One potential tactic is to measure protein at a less fundamental scale than its elemental constituents, says Markus Lipp, director of food standards for USP. For example, enzymes can be used to break proteins into individual amino acids that can then be identified by high-performance liquid chromatography.
"Then there are biochemical methods, such as enzyme-linked immunosorbent assays, that look for bigger chunks of the protein molecule, such as a characteristic sequence of about seven to 10 amino acids," Lipp says. Spectroscopic methods can detect an electromagnetic signature of the whole protein. Chromatographic methods such as capillary electrophoresis or HPLC, sometimes used in combination with MS, can also identify the whole protein. Colorimetric methods, too, can be used for protein detection, Moore says.
So several protein assays are available, but that's only half the battle. For a commodity like milk, an assay needs to be "reliable, cheap, and fast, because you're talking about millions of tons of ingredients at that stage in the supply chain," Moore says. That rules out assays such as the enzymatic amino acid analysis, which requires a 24-hour digestion period. "But researchers are already looking into ways to accelerate the digestion step," Moore notes.
"In the end, every method has its advantages and disadvantages," Lipp says. "Some may be lengthier but more precise. Others might be quicker and cheaper but more easily misled by the presence of melamine, for example." He says that the USP workshop will provide stakeholders an opportunity to hash out "what is currently useful and what might emerge as being useful and how this can be integrated with the needs of various users of those methodologies within the food supply chain."
The Food & Drug Administration is working with USP both through the workshop and by helping to determine potential alternatives to traditional protein assays, says Gregory Diachenko, director of the analytical chemistry division at the agency's Center for Food Safety & Applied Nutrition. Once the experts come up with some promising procedures, FDA is ready to help with further development and validation of the new methods.
Ultimately, if the scientific community settles on some new methods for measuring the protein content of foods, USP might adopt the methods in FCC. Manufacturers comply with this source of internationally recognized quality and purity standards and associated testing procedures when producing food ingredients. Diachenko says FDA uses FCC specifications in some of its regulations, so the agency might need to alter its regulations to reflect the new FCC standards.
Although the ability to test food for quality and safety currently resides with analytical labs, Purdue's Cooks believes consumers will eventually want to test their food at home. And he thinks that the technology will be available "sooner rather than later."

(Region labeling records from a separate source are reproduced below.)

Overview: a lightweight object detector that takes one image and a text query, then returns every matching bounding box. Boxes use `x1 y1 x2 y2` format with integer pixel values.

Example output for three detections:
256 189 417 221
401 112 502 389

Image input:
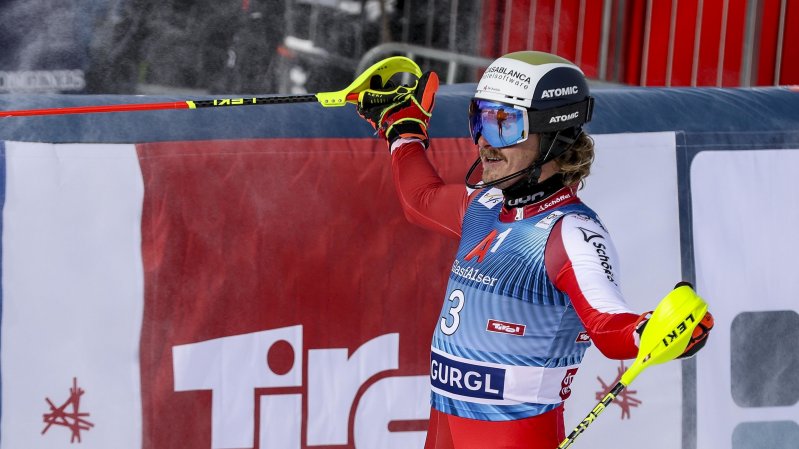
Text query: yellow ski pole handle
0 56 422 118
316 56 422 107
558 285 707 449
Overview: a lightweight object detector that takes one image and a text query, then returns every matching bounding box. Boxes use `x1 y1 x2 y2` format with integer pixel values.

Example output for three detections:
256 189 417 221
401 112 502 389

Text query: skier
358 51 713 449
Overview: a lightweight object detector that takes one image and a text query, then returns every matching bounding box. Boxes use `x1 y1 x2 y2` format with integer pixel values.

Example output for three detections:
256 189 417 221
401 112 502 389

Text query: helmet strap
465 127 583 195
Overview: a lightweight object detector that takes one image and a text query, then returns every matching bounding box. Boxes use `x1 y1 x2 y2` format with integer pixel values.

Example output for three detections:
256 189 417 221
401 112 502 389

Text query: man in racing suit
358 51 712 449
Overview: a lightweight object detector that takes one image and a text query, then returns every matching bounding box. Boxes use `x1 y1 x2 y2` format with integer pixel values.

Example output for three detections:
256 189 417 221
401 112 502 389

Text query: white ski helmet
474 51 593 133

To that end, Cooks and his colleagues have been shrinking analytical equipment to make it more affordable and portable. They have already developed a handheld mass spectrometer that weighs just 5 kg, so testing of samples can now be done in the field with no sample prep (Anal. Chem. 2008, 80, 7198). The Mini 11 spectrometer, which is compatible with a variety of ionization sources, has a detection limit in the parts-per-billion range for a variety of compounds. Cooks is working on an even smaller and lighter version.
The team has built 10 of these devices already and sold them at cost to researchers at other institutions, including universities, the Army Corps of Engineers, and pharmaceutical companies. Purdue has licensed some of the underlying technology to ICx Analytical Instruments.
So consumers may soon have a more precise instrument than the eye or nose to find out if the quality of their food is acceptable.